4 Comments

  1. Congrats on 7 years!

  2. Yes but ... for every story you have I have 20 about parents coaching during matches, bullying opponents, cursing other parents, whining to their section, complaining about "the system" instead of doing the things necessary to leverage the system, etc.

  3. Thank you for your column. It is wise, and this perspective is needed. I fall in the category of the live-and-let-live tennis parent. The examples you gave are all the sorts of things I probably wouldn't even notice, let alone critique. Sure, there are parents who behave badly -- just as some players behave badly. My son tells me that cheating (bad line calls) is common at the national level of junior play. It's unfortunate, but that is this sport: it relies on players' honesty. And it sometimes pays to be dishonest, unfortunately. My answer to this observation is that my son should just work hard to become good enough that an unfair point or two will not cost him a match. I tell him that I want him to continue to make fair line calls and to not retaliate or let something that is perceived to be unfair impact his attitude and mental game. It's tough. But most of us are invested in our children's tennis with our eyes wide open. We know they will have to work very hard and we'll have to spend a great deal for them to make it to college tennis - especially D1. And we know that the odds of our children going pro and making a decent living at it are extremely low. So why do we do this? My husband and I love seeing our son compete at a sport he loves. We love his wins. We mourn his losses, and we believe that playing a sport at an elite level has made him a better student and a better person. He has so little spare time that he finishes his homework efficiently. He has no interest in common high school vices because these things would be a distraction from his goals. Someday, we hope, the lessons he's learned on the tennis court will inform his decisions in the business/career world. So, yes, it's not difficult to have compassion for other tennis parents because we understand very well how challenging it can be to be one.

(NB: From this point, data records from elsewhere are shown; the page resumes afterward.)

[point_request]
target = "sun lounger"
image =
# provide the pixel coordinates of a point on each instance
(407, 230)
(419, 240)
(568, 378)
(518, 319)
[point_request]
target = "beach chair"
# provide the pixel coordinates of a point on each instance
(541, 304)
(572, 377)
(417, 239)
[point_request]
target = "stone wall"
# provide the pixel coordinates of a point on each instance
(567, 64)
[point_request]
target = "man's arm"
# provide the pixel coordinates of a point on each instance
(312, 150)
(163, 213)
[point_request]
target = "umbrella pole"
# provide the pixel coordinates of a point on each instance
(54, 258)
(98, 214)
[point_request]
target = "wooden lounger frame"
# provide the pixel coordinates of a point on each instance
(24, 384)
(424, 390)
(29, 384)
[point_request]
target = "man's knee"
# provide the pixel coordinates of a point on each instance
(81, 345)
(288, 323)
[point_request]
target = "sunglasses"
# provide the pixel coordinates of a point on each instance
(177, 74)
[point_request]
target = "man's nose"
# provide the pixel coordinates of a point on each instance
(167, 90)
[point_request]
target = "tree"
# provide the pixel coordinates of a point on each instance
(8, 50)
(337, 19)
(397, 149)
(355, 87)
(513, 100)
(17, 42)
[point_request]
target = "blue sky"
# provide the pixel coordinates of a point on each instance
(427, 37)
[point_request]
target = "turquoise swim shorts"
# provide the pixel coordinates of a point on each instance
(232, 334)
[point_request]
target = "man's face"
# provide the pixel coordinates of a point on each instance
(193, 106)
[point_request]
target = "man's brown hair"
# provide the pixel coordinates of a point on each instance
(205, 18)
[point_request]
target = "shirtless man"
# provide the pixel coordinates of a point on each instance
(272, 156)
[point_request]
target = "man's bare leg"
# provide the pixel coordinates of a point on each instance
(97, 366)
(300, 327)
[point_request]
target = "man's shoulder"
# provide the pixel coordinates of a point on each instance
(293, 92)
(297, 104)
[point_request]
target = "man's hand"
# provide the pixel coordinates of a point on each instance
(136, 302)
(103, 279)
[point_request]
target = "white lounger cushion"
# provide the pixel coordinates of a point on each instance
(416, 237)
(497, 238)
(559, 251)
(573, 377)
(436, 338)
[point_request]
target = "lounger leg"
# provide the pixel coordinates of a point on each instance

  4. David, I would like to offer an alternate perspective on your comment. If we all take a few moments to help educate those parents who are coaching, bullying, cursing, etc. maybe we can effect overall change bit by bit. When we hear a parent complaining, we can take them aside and give them some tools to help them better navigate the system. When we see coaching or bullying happening, we can approach the parent after the incident and have a conversation with them about a better way of interacting with their child and their child's opponent. Of course, I'm not Pollyanna, nor do I expect everyone to respond in a positive manner, but isn't it worth trying? Compassion isn't the easy way - it's much easier to judge and remove yourself from the situation. But when we engage in a positive way, parent to parent, sometimes we can make a real difference.